Strong Dependence of Magnetic Damping and Magnetization on Deposition Temperature in Highly Magnetostrictive NiZnAl Ferrite Thin Films

Abstract

Zn/Al co-doped nickel ferrites (NZAFO) with ultralow magnetic damping and large magnetostriction are critically needed for use in tunable spintronic devices and dissipationless quantum computation. However, the growth of epitaxial NZAFO thin films with optimized properties is difficult due to their tendency to form anti-site defects and antiphase boundaries, even on isostructural spinel substrate. Here, growth temperature-dependent ferromagnetic resonance (FMR) and magnetization have been systematically investigated. The saturate magnetization and damping linewidth have decreased from 114 to 70 emu/cc and 321 to 12 Oe as deposition temperature increased from 500 °C to 650 °C, respectively.

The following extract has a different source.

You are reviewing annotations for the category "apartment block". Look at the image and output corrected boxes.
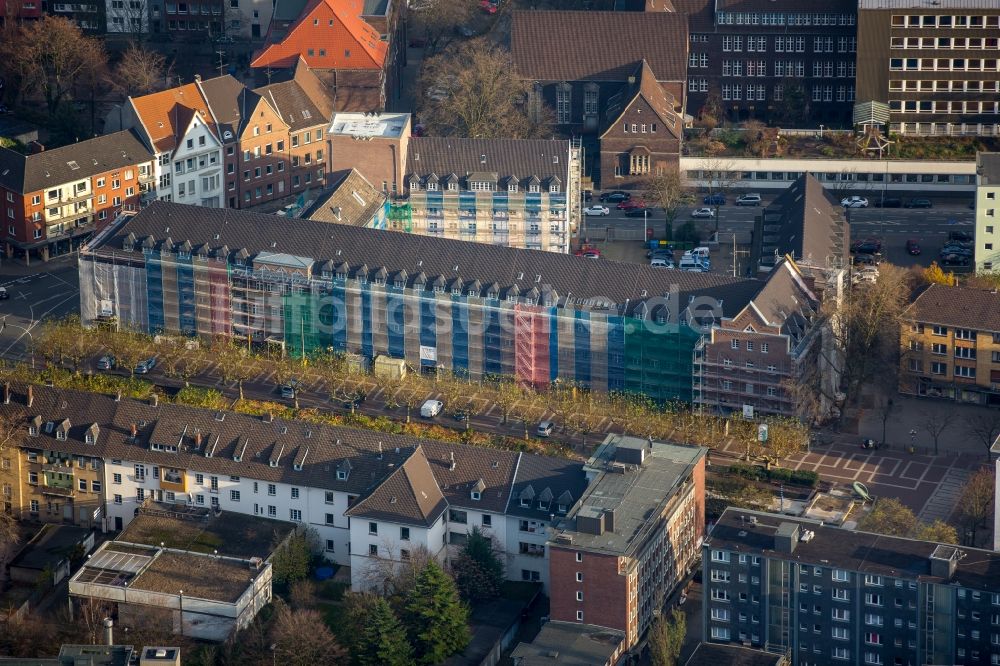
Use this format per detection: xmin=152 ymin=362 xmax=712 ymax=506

With further optimization of the film thickness, a minimum FMR linewidth of 7.5 Oe has been observed, only 1.74% of that of bulk form NZAFO materials. Further increasing of deposition temperature to 700 °C results in a dramatic increase in the magnetic coercive field and damping linewidth. The magnetostriction and magnetocrystalline anisotropy are relatively stable in a large temperature range. The strong dependence between magnetic properties and the deposition temperature has been explained in terms of cation redistribution and evaporation. The insulating ferrimagnetic NZAFO with ultralow microwave loss and strain tunable static and dynamic magnetic properties serve as a promising candidate to be used in various tunable electronic devices.